The Democratic Alliance (DA) in Gauteng says government must provide clarity on e-tolls. The party says it will turn off toll gantries across provinces if it wins in next week’s local government elections.
In March, South African National Roads Agency (Sanral) announced it was planning to implement a new legal framework, to ensure motorists pay their e-toll bills.
This would mean motorists travelling on Gauteng freeways who fail to pay may receive hefty fines or face the possibility of their vehicle license disk renewals being blocked. There is still no word from government on whether it will be getting rid of the controversial tolling system.

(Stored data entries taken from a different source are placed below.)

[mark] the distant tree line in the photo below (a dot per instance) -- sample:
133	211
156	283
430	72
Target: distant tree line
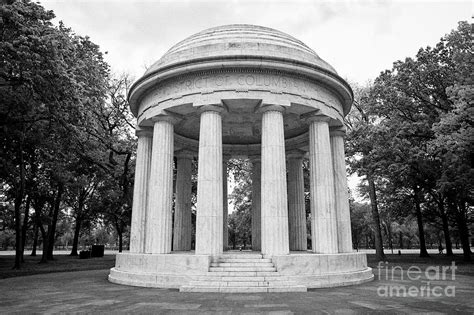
67	147
410	137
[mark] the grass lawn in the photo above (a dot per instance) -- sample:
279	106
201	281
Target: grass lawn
59	264
407	260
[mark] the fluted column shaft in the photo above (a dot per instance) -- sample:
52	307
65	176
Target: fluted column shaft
274	203
344	236
296	208
209	238
256	205
182	208
225	206
323	214
160	190
140	189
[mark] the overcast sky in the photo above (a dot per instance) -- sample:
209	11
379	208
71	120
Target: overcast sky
358	38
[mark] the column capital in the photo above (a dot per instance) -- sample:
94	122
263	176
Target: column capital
295	154
172	119
315	118
144	132
185	154
218	108
337	131
270	107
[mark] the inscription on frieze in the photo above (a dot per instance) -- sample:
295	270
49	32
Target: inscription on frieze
237	81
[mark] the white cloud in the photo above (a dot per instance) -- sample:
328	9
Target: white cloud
359	38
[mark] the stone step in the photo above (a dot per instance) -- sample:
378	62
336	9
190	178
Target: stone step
230	284
246	273
211	283
229	278
241	256
243	269
242	264
229	289
240	260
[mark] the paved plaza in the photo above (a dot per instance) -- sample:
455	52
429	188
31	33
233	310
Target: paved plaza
90	292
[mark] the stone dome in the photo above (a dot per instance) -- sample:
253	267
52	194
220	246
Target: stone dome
239	48
240	41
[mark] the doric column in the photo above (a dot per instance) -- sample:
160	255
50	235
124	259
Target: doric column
182	207
140	190
225	206
344	236
160	190
323	214
256	213
209	195
296	207
274	203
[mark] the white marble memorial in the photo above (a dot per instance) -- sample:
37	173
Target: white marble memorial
240	91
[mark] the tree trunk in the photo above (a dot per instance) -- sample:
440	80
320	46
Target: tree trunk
447	236
463	230
20	191
120	234
54	221
400	239
379	254
389	233
35	241
419	220
44	235
25	227
75	240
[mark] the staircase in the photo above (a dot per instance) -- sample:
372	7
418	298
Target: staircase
242	273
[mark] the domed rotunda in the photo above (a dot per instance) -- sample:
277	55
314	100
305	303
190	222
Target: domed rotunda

Commissioned in 2011, e-tolls are a bugbear for government as most motorists opt not to pay. In 2019, the transport and finance ministers were tasked by President Cyril Ramaphosa to find a solution to the deadlock.
A decision was expected in the same year.
Two years later, there seems to be no end in sight to the controversial system.
DA leader in Gauteng, Solly Msimanga says government urgently needs to decide on the matter.
“Fikile Mbalula needs to come and make a statement and tell us where we stand. We need to make sure that the president and his cabinet make a decisive announcement on the issue of e-tolls here in Gauteng. If they are not going to do that, the municipalities need to find a way to make sure they are held to account and if it means that when we get to be elected in different municipalities, our municipalities, our mayors will have to take action, they will take action.”
Last year, the Gauteng government called for the scrapping of the system:
The DA proposed the debt be paid through a fuel levy and the motor vehicle license income. Sanral has so far written off R17.3 billion of e-toll debt since the scheme’s inception in 2013.
The party’s Shadow Transport MEC Fred Nel says the silence on the future of e-tolls is worrying.
“Our concern is the ball is being kicked all the time. Just before the 2011 elections, the ANC decided to postpone the implementation of e-tolls. After the 2011 elections, it was implemented, just before the 2014 elections they came with promises again. And again at the 2016 elections, the ANC finally took a decision in Gauteng that they oppose the systems, and ahead of the 2019 elections. So, every time the elections come, they make promises, and the system remains after elections.”
The DA’s Joburg Mayoral Candidate, Dr. Mpho Phalatse claims Sanral owes Gauteng municipalities in the province millions for keeping the e-toll gantries alive.
“In order to render services, we need to collect revenue. We’ve got an infrastructure backlog. It was estimated between 2016 and 2019 to be around R200 billion and we didn’t have sufficient income to take care of that backlog and that is part of the reason we are not collecting all that we are supposed to be collecting.”